Dean of Graduate Research Professor Laura Poole-Warren said: “3MT is a fabulous showcase of the outstanding research and researchers we have at UNSW and this year’s cohort was exceptional. We wish Patrick all the best in the Asia-Pacific Final and the U21 comp: he will have all of us cheering him on.” 

The judges – Kathy Bail, CEO of UNSW Press, Tim Dean, Science and Technology editor of The Conversation, Tilly Boleyn, Science, Health and Medicine curator at the Powerhouse Museum, and acclaimed Australian photographer William Yang – admitted they had a tough time choosing an overall winner from the 23 PhD candidates from across the university.

Nancy Mourad (Medicine) was named runner-up and collected $1500 for her presentation, which likened dormant breast cancer cells that spread to bone with criminals plotting a deadly attack. Nancy also picked up the $500 ASPIRE prize, awarded by students from Canterbury Boys’ High School, Bass High School and Bankstown Girls High School.

Third prize ($500) was won by Vera Newman (Science) for her presentation on how stress affects people’s ability to think clearly and her research into strategies to overcome this impact.

The $1000 People’s Choice Award was won by Benjamin Walker (Business) for his burger-themed talk about interviewing elite Australian athletes to gain a better understanding of “performance-based identity” and how some achieve exceptional levels of performance thanks to their “special sauce”.  

Benjamin also received an honourable mention from the judges, as did Sarah Mulholland (FASS) for her presentation on teacher knowledge of ADHD.


From left, Benjamin Walker, Patrick Tung, Vera Newman and Nancy Mourad. Photo: Jayne Ion

Judge Tim Dean said all the presentations were of an exceptional standard, which had left the judges deliberating for a long time.

“I know how hard it is to try to digest your many years of research into just a few minutes.
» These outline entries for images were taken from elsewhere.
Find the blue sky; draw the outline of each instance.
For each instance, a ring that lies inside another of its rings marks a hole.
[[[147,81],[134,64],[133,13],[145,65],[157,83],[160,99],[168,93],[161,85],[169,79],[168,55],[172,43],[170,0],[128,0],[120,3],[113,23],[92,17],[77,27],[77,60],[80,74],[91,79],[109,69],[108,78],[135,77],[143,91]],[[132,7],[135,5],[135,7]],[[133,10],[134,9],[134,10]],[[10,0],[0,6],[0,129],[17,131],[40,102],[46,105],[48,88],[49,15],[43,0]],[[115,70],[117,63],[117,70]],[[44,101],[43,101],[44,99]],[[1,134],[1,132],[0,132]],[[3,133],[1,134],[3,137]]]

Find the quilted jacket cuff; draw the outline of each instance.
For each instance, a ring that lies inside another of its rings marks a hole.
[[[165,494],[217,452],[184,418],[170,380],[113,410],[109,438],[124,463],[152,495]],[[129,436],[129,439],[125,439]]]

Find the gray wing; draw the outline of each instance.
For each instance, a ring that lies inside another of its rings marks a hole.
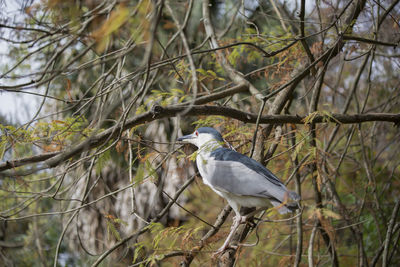
[[[240,154],[234,150],[220,147],[211,152],[210,155],[213,159],[217,161],[235,161],[240,162],[247,168],[252,169],[256,173],[263,176],[265,179],[269,180],[271,183],[279,186],[282,182],[267,168],[261,165],[258,161],[249,158],[243,154]]]
[[[216,189],[241,196],[284,201],[287,189],[279,180],[271,181],[238,161],[209,160],[205,168],[208,182]]]

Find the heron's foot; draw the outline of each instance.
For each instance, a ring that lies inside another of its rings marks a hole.
[[[236,245],[228,245],[228,246],[222,246],[220,247],[216,252],[213,253],[212,257],[213,258],[219,258],[227,249],[237,249]]]

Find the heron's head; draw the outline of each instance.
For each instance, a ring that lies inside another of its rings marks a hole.
[[[184,135],[178,138],[178,141],[193,144],[197,147],[201,147],[209,143],[221,143],[224,142],[221,134],[211,127],[198,128],[194,133]]]

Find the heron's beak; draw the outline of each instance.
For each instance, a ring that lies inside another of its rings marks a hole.
[[[193,139],[194,137],[195,137],[194,134],[188,134],[188,135],[184,135],[184,136],[179,137],[177,140],[189,143],[190,142],[189,140]]]

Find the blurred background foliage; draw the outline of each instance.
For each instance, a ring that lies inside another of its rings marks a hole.
[[[28,123],[1,117],[3,162],[65,151],[154,105],[190,104],[198,97],[227,90],[235,81],[221,65],[224,56],[262,95],[289,82],[293,73],[309,63],[299,42],[301,1],[210,1],[219,46],[226,46],[223,53],[208,42],[202,1],[9,2],[0,2],[1,41],[6,46],[0,89],[16,97],[28,95],[32,102],[36,99],[38,108],[28,107]],[[337,16],[349,9],[347,2],[307,1],[305,30],[314,58],[332,47],[345,29]],[[398,43],[399,5],[377,26],[384,7],[391,4],[368,2],[352,33]],[[174,17],[185,25],[182,31],[195,63],[197,91]],[[332,23],[334,27],[328,27]],[[265,56],[281,49],[281,53]],[[316,73],[297,85],[284,112],[310,113],[310,123],[316,114],[399,113],[396,53],[386,45],[347,41],[329,64],[317,64],[324,68],[317,113],[309,109],[313,88],[321,77]],[[256,114],[260,109],[260,101],[247,91],[207,104]],[[272,105],[267,102],[264,114]],[[39,162],[3,173],[0,262],[5,266],[97,264],[100,255],[143,230],[113,250],[102,264],[179,265],[185,253],[200,246],[200,239],[227,204],[196,175],[190,157],[194,149],[175,144],[178,136],[199,126],[220,130],[241,153],[251,151],[255,124],[229,116],[183,113],[121,131],[54,168]],[[263,143],[266,151],[272,151],[264,159],[268,168],[289,188],[295,188],[295,173],[300,177],[304,207],[301,265],[307,264],[311,252],[315,265],[332,262],[330,248],[319,232],[309,250],[315,221],[332,240],[340,266],[374,265],[375,257],[382,254],[400,193],[398,127],[386,122],[322,123],[314,133],[316,146],[309,125],[276,124]],[[177,204],[152,221],[194,176]],[[315,201],[314,176],[323,208]],[[400,225],[394,218],[388,257],[397,266]],[[237,252],[237,266],[293,265],[299,238],[295,219],[274,221],[282,216],[273,209],[263,219],[271,221],[260,223],[248,236],[245,242],[254,246]],[[230,225],[228,218],[196,254],[193,265],[215,264],[212,252],[222,244]],[[363,252],[354,226],[361,233]],[[360,254],[368,263],[360,264]]]

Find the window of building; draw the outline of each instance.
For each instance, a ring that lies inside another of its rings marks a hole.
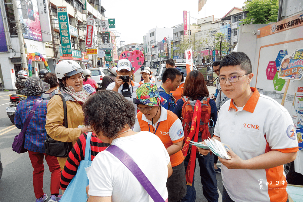
[[[239,14],[234,16],[234,22],[236,22],[242,19],[242,14]]]

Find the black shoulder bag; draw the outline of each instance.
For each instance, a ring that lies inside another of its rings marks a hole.
[[[64,98],[61,94],[57,94],[62,99],[63,109],[64,113],[64,125],[68,128],[67,125],[67,110],[66,103]],[[55,140],[48,135],[46,135],[46,140],[44,140],[45,153],[48,155],[56,157],[65,157],[68,156],[68,153],[73,148],[72,142],[65,142]]]

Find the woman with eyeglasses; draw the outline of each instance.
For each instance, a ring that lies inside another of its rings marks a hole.
[[[186,194],[186,186],[184,157],[181,150],[184,134],[181,121],[172,112],[161,105],[166,101],[160,96],[157,85],[144,83],[137,90],[133,102],[140,112],[134,131],[147,131],[160,138],[170,157],[171,176],[167,179],[168,201],[181,201]]]
[[[198,70],[191,71],[187,75],[183,88],[182,96],[190,98],[191,100],[202,100],[205,97],[208,97],[209,93],[206,86],[203,75]],[[201,101],[203,102],[203,101]],[[218,114],[216,103],[211,99],[209,102],[211,106],[211,119],[214,121],[214,126],[216,124]],[[182,114],[182,107],[184,102],[179,99],[177,101],[176,107],[174,112],[179,118]],[[201,116],[203,116],[201,114]],[[198,136],[198,142],[201,141],[202,134],[199,133]],[[191,151],[188,149],[188,153],[190,153]],[[197,150],[198,152],[198,150]],[[190,155],[188,155],[184,160],[185,170],[187,170],[190,158]],[[217,178],[216,173],[214,167],[214,159],[213,156],[209,153],[206,156],[203,156],[196,154],[196,158],[198,159],[200,168],[200,176],[201,182],[203,185],[203,194],[209,201],[218,201],[219,194],[218,192]],[[187,185],[186,196],[183,199],[183,201],[194,201],[195,200],[196,190],[195,189],[194,182],[195,176],[193,179],[192,186]]]
[[[139,84],[140,85],[144,83],[155,83],[156,82],[155,77],[152,76],[152,72],[151,71],[149,67],[145,67],[144,68],[144,70],[140,72],[140,73],[142,75],[141,81],[139,83]]]

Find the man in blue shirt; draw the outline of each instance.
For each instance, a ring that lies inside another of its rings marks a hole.
[[[173,112],[176,105],[176,100],[170,92],[177,89],[181,83],[182,78],[182,74],[178,69],[167,68],[162,75],[162,85],[158,89],[160,96],[167,101],[162,106]]]

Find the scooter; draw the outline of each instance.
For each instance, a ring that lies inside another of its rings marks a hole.
[[[25,100],[27,97],[25,96],[20,94],[13,94],[9,95],[10,103],[9,107],[6,107],[6,111],[8,115],[8,118],[13,124],[15,124],[15,111],[16,107],[18,103],[21,100]]]

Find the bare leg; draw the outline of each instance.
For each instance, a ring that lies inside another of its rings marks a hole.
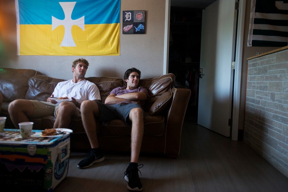
[[[138,163],[142,139],[144,134],[143,110],[141,108],[132,109],[129,118],[132,121],[131,131],[131,162]]]
[[[2,100],[3,99],[2,96],[2,94],[1,92],[0,92],[0,111],[1,111],[1,109],[2,108]]]
[[[98,105],[94,101],[84,101],[81,104],[81,115],[83,125],[92,148],[99,147],[94,116],[100,115]]]
[[[18,123],[29,121],[29,117],[34,111],[34,105],[30,100],[17,99],[9,104],[8,111],[13,124],[19,129]]]
[[[68,128],[70,125],[71,117],[76,113],[76,106],[71,102],[63,101],[59,104],[56,114],[57,116],[54,128]]]

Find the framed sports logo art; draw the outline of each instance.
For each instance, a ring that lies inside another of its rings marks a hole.
[[[123,11],[123,34],[145,33],[145,10]]]

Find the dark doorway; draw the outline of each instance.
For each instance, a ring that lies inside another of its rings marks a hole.
[[[175,87],[191,90],[186,118],[197,123],[202,9],[171,6],[168,72],[176,77]]]

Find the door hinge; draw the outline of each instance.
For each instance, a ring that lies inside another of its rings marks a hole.
[[[235,9],[238,10],[239,9],[239,1],[236,1],[235,2]]]
[[[232,61],[231,62],[231,69],[235,69],[235,62]]]

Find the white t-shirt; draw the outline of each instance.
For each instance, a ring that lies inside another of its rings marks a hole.
[[[55,97],[73,97],[77,101],[86,100],[101,100],[100,92],[95,84],[84,79],[75,83],[72,80],[58,83],[52,93]]]

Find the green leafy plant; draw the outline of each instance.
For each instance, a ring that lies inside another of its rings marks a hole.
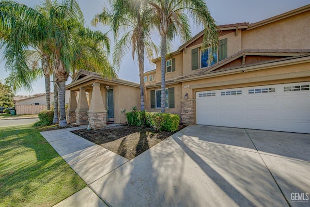
[[[38,116],[39,120],[33,124],[33,127],[51,125],[54,118],[54,110],[42,111]]]
[[[3,110],[3,112],[4,113],[6,113],[7,114],[10,114],[10,110],[8,109],[5,109],[4,110]]]

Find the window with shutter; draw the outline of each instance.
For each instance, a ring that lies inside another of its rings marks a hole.
[[[151,108],[155,109],[156,106],[155,105],[155,90],[151,91]]]
[[[227,57],[227,38],[219,41],[218,47],[218,61],[225,59]]]
[[[192,49],[192,70],[198,69],[198,48]]]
To be able to step back and see the bigger picture and give it context … is a Herculean effort,” he said.

For the uninitiated, piezoelectrics are materials that can change their shape when you apply an electric field to them. They can also generate electricity when their shape changes. As Patrick explained, these properties are used in many applications, such as pacemakers.

However, across the $13 billion piezoelectric market, more than 95% of all piezoelectrics are made with lead because they provide the best properties. This has obvious health implications but even the best lead-free piezoelectrics are far inferior to the lead-based versions.
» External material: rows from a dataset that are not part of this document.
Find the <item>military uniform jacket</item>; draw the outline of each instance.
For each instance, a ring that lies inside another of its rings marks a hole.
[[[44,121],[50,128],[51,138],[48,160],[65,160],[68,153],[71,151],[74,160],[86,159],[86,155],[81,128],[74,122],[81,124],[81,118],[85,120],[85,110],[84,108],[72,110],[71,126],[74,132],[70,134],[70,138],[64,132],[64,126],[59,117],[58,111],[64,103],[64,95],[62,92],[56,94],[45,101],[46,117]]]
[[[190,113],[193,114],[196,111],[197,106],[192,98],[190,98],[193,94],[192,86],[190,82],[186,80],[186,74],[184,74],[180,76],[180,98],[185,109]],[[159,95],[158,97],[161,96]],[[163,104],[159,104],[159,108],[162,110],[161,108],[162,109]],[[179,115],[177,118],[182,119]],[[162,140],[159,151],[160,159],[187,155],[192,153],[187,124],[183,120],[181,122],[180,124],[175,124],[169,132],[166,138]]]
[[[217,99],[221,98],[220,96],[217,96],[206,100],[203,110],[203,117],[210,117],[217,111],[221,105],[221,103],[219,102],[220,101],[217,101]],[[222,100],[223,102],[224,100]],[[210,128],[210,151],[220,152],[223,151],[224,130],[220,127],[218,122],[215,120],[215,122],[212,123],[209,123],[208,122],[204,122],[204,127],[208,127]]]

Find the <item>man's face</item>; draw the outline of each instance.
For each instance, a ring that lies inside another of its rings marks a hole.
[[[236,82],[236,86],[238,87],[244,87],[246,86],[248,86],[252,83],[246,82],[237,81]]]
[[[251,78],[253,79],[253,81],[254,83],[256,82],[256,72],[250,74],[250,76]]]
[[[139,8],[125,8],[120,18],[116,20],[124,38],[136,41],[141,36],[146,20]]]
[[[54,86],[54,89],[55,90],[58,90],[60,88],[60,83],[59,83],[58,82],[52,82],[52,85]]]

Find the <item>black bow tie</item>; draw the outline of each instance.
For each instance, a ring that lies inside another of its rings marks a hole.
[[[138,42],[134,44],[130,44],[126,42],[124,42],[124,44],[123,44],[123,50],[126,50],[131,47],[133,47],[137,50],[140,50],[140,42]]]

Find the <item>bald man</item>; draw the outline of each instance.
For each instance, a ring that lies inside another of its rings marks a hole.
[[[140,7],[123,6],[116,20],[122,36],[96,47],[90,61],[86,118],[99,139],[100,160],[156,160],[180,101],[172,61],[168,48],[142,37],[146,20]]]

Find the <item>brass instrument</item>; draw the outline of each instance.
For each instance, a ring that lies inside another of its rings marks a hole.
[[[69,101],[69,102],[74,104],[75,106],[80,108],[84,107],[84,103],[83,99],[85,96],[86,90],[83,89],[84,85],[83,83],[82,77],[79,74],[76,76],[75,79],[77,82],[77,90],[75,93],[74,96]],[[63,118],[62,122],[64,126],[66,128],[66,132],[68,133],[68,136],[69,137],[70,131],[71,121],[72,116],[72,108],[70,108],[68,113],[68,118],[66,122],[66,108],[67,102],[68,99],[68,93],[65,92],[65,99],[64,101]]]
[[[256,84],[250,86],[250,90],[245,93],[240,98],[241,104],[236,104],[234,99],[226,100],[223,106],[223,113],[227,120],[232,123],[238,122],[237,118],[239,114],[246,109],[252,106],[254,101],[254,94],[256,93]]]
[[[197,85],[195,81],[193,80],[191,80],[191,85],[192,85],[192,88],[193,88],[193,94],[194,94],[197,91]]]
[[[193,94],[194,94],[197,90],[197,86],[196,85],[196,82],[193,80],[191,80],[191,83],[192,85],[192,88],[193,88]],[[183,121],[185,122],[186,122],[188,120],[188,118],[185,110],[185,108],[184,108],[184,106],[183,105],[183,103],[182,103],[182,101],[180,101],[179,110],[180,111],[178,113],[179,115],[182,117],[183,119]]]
One solution is to enhance the properties of lead-free piezoelectrics, but to do that researchers must first understand how they work at an atomic level.

Using massive particle accelerators around the world that produce powerful x-rays, Patrick has been able to look at the atomic structures within these materials. 
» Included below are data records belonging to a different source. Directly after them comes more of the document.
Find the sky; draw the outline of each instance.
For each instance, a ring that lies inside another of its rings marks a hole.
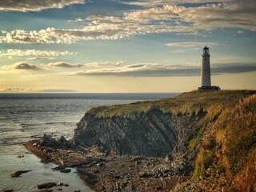
[[[1,0],[0,92],[256,90],[255,0]]]

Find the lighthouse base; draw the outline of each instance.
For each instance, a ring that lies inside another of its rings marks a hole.
[[[198,90],[220,90],[221,88],[219,86],[200,86],[198,89]]]

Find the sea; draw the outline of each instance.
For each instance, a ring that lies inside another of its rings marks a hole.
[[[23,146],[44,134],[71,138],[76,124],[90,108],[138,101],[173,98],[163,94],[0,94],[0,191],[38,191],[49,182],[69,186],[62,191],[91,191],[75,168],[69,174],[54,171],[54,163],[42,163]],[[31,170],[18,178],[18,170]]]

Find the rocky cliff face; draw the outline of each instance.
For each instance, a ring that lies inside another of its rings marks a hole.
[[[164,114],[159,110],[138,112],[133,117],[97,117],[87,112],[78,123],[73,139],[84,146],[98,146],[121,154],[148,157],[169,155],[175,166],[192,166],[196,148],[189,141],[202,126],[206,113]]]
[[[73,140],[121,154],[168,155],[182,174],[190,172],[200,143],[227,107],[254,91],[194,91],[174,98],[102,106],[87,111]]]
[[[162,157],[185,152],[198,116],[173,115],[159,110],[138,114],[137,118],[97,118],[86,114],[74,130],[74,140],[83,146],[102,146],[120,154]]]

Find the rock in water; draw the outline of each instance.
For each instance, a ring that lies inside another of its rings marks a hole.
[[[25,173],[27,173],[27,172],[30,172],[30,171],[31,171],[31,170],[18,170],[18,171],[15,172],[14,174],[12,174],[10,175],[10,177],[18,178],[18,177],[21,176],[22,174],[25,174]]]
[[[50,188],[55,186],[57,186],[56,182],[46,182],[46,183],[42,183],[42,184],[38,185],[38,188],[39,190],[50,189]]]

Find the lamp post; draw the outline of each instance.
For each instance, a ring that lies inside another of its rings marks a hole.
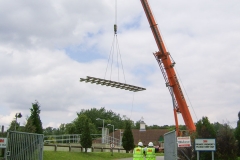
[[[103,128],[102,128],[102,143],[105,143],[105,129],[104,129],[104,119],[97,118],[97,121],[102,120],[103,121]]]
[[[115,129],[116,131],[119,130],[120,131],[120,142],[119,142],[119,145],[122,146],[122,130],[121,129]]]
[[[113,124],[108,124],[108,126],[112,126],[113,127],[113,140],[112,140],[112,145],[111,145],[111,148],[114,147],[114,125]],[[112,156],[113,156],[113,149],[112,149]]]
[[[16,131],[16,125],[17,125],[17,118],[21,118],[22,117],[22,114],[21,113],[16,113],[15,114],[15,118],[16,118],[16,122],[15,122],[15,131]]]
Patrick Tung delivers his Three Minute Thesis. Photo: Jayne Ion

“Usually, atoms in a material are perfectly ordered, just like the seats in this hall,” he said. “However, what we find is that atoms in lead-free piezoelectrics are completely disordered, with defects throughout the whole material. We see things like mismatching layers of atoms, atoms moving away from where they usually sit and smaller atomic structures forced within larger ones.”

Understanding these mechanisms would make it possible to engineer new materials and eventually replace lead in all piezoelectrics.

“So, it turns out that piezoelectrics are just like people: it’s the imperfections that make them interesting,” Patrick said. 

After his win, Patrick said his heart was pounding as he waited to take the stage but once he was up there, everything kicked in.

To prepare his presentation, he first had to sit down and simplify his topic then try to make it as interesting as possible.

And the prize money?

“I think I’ll shout dinner for everyone who supported me,” he said. The rest would help fund overseas trips as part of his research.